Papaioannou told Xinhua in an exclusive interview in Athens that most of the techniques adopted by the Athens Olympics opening ceremony were first tried out in the performance of Medea in 1993.
Papaioannou directed Medea 2 based on the 1993 version specially for the "Cultural Year of Greece in China." The play will be performed in the newly-built Grand National Theatre in Beijing on Aug. 1 and 2.
Medea 2 had a trial showing at the Athens Festival early this July. The audience reacted favorably, proving that it has stood the test of time.
"Medea tells a story of a special witch and her love affairs with an arrogant Greek hero. She is adorable, dangerous, passionate as well as revengeful," said Papaioannou.
The stage, where the play was performed, was filled with water to symbolize ocean and Aegean civilization. Its visual impact, creative mix of movements and stillness have fascinated audiences in Athens. Chinese people will be able to experience the same.
Papaioannou said compared with the previous version, Medea 2 adopts more bright colors and leaves more space on the stage. It will have fewer and more simplified plots. The Chinese audience can sympathize with the lovers even if they have not read Greek mythology and do not know the language.
In one part of the play, actors and actress were required to be naked when performing in Athens. Papaioannou said he would make some minor modification in accordance with Chinese customs.
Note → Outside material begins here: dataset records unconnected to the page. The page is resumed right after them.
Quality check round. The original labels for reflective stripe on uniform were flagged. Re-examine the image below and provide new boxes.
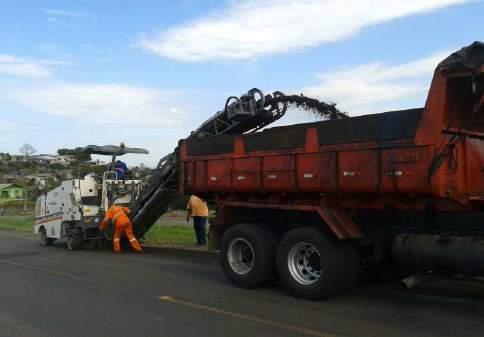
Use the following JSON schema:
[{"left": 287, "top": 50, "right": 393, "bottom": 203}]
[{"left": 113, "top": 211, "right": 125, "bottom": 221}]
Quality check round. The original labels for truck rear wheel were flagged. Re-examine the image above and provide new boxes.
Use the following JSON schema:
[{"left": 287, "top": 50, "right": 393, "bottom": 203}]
[
  {"left": 39, "top": 227, "right": 54, "bottom": 246},
  {"left": 277, "top": 227, "right": 359, "bottom": 300},
  {"left": 67, "top": 233, "right": 84, "bottom": 250},
  {"left": 220, "top": 224, "right": 276, "bottom": 288}
]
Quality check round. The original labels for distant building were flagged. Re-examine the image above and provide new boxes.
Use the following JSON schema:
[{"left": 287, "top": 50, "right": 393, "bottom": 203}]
[
  {"left": 10, "top": 154, "right": 25, "bottom": 161},
  {"left": 0, "top": 184, "right": 25, "bottom": 201}
]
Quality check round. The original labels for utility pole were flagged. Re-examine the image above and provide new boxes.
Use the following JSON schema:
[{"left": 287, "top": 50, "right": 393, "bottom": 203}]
[{"left": 24, "top": 189, "right": 27, "bottom": 211}]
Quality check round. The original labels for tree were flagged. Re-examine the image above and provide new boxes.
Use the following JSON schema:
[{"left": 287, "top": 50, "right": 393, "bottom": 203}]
[{"left": 19, "top": 143, "right": 37, "bottom": 158}]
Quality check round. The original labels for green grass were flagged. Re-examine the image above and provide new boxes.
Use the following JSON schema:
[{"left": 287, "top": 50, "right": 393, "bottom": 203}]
[
  {"left": 0, "top": 215, "right": 34, "bottom": 233},
  {"left": 0, "top": 215, "right": 195, "bottom": 247},
  {"left": 144, "top": 223, "right": 195, "bottom": 247}
]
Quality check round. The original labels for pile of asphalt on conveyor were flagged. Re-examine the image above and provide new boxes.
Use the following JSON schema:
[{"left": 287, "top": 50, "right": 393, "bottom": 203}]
[
  {"left": 275, "top": 94, "right": 348, "bottom": 120},
  {"left": 131, "top": 88, "right": 347, "bottom": 237}
]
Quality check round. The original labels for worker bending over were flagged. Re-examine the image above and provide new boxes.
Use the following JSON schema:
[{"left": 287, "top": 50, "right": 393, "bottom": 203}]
[{"left": 99, "top": 203, "right": 143, "bottom": 253}]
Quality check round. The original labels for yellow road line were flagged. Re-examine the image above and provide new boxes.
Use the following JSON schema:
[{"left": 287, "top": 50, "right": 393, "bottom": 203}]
[{"left": 158, "top": 296, "right": 339, "bottom": 337}]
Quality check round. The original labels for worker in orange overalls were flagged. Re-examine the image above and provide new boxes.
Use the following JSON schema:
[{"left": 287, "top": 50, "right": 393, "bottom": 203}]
[{"left": 99, "top": 204, "right": 143, "bottom": 253}]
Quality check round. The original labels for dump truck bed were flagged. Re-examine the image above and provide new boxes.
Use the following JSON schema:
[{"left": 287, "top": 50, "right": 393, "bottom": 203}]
[{"left": 180, "top": 43, "right": 484, "bottom": 211}]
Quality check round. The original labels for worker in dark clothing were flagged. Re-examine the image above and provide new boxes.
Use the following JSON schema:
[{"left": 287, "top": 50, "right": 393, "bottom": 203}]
[{"left": 114, "top": 160, "right": 128, "bottom": 180}]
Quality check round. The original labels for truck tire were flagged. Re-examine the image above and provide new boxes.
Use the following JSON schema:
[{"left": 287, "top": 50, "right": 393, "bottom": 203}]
[
  {"left": 67, "top": 233, "right": 84, "bottom": 250},
  {"left": 220, "top": 224, "right": 276, "bottom": 288},
  {"left": 277, "top": 227, "right": 345, "bottom": 300},
  {"left": 39, "top": 227, "right": 54, "bottom": 246}
]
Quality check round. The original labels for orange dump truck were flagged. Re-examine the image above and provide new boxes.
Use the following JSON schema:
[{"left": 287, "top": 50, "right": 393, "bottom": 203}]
[{"left": 179, "top": 42, "right": 484, "bottom": 299}]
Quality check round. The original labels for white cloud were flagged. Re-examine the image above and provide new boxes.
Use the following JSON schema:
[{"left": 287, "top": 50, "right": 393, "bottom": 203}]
[
  {"left": 0, "top": 54, "right": 56, "bottom": 78},
  {"left": 4, "top": 82, "right": 191, "bottom": 127},
  {"left": 42, "top": 8, "right": 88, "bottom": 21},
  {"left": 299, "top": 52, "right": 450, "bottom": 115},
  {"left": 135, "top": 0, "right": 471, "bottom": 62},
  {"left": 0, "top": 121, "right": 17, "bottom": 132}
]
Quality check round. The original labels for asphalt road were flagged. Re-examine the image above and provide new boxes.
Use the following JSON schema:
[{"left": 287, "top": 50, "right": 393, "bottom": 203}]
[{"left": 0, "top": 232, "right": 484, "bottom": 337}]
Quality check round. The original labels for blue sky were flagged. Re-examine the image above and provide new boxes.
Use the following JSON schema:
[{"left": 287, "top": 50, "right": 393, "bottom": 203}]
[{"left": 0, "top": 0, "right": 484, "bottom": 165}]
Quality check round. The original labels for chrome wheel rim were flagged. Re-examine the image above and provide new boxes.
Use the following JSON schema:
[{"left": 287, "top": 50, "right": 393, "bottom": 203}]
[
  {"left": 227, "top": 238, "right": 255, "bottom": 275},
  {"left": 287, "top": 242, "right": 323, "bottom": 285}
]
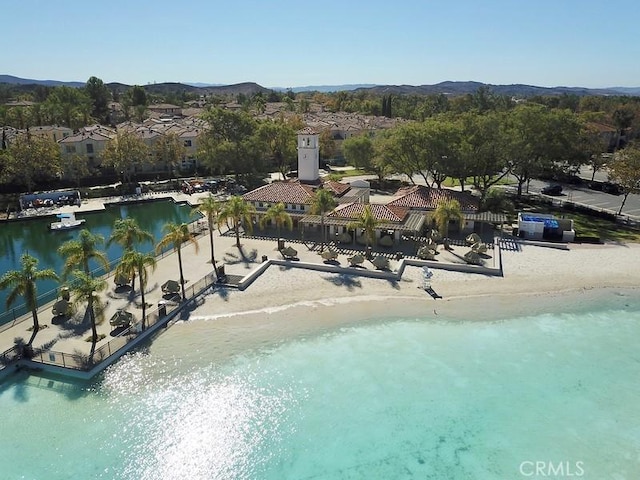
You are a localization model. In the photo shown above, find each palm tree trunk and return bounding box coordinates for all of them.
[27,308,40,346]
[87,293,98,343]
[233,220,240,248]
[178,245,186,301]
[209,227,216,271]
[138,271,147,330]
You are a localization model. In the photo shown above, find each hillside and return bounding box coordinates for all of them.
[0,75,640,98]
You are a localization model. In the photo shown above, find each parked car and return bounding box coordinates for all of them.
[540,185,562,195]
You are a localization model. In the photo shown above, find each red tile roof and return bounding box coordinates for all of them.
[328,203,409,222]
[322,180,351,197]
[388,185,480,212]
[242,181,313,204]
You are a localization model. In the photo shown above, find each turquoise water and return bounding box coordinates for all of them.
[0,200,194,324]
[0,295,640,480]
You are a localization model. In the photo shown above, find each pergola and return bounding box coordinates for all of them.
[300,212,426,244]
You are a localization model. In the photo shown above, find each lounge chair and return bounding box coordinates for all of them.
[464,250,483,265]
[471,242,487,253]
[347,253,364,267]
[280,247,298,260]
[465,232,482,245]
[51,298,71,317]
[378,235,393,247]
[109,310,135,328]
[371,255,389,270]
[416,245,436,260]
[160,280,180,295]
[320,250,338,261]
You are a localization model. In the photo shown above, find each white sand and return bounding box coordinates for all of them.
[154,244,640,360]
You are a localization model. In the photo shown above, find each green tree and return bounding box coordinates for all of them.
[107,217,154,251]
[318,128,338,160]
[156,223,199,300]
[61,153,90,187]
[58,229,109,277]
[609,145,640,215]
[6,132,61,192]
[260,202,293,244]
[115,250,157,329]
[460,112,509,198]
[342,133,375,170]
[102,132,148,183]
[199,108,261,178]
[154,132,186,172]
[311,188,337,252]
[507,105,582,195]
[257,115,302,180]
[194,194,223,272]
[84,77,111,123]
[347,205,380,247]
[71,270,107,344]
[433,200,464,237]
[218,195,256,248]
[0,253,58,345]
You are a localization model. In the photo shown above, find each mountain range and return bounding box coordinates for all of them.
[0,75,640,97]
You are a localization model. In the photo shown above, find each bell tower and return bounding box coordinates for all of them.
[298,127,320,184]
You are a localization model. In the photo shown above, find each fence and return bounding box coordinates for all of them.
[25,273,216,371]
[0,219,206,333]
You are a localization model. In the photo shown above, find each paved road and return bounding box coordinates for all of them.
[347,167,640,220]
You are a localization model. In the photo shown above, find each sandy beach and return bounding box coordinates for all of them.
[152,244,640,361]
"Water and eroticism are very important elements in Greece. Greek people would never be afraid to look at it," said Papaioannou.
"I hope in the future something like Medea will be performed in China completely as it is performed all over the world. China could invite more and more artists to the country so that Chinese people, especially young artists, are able to appreciate more modern arts. Art is necessary for the people," he added
"I like Chinese culture and I have watched some Chinese operas acrobatics. It was part of my job to see performances when I was in China. Although it is difficult for me to follow, I like the style of Chinese opera," said the Greek choreographer and director.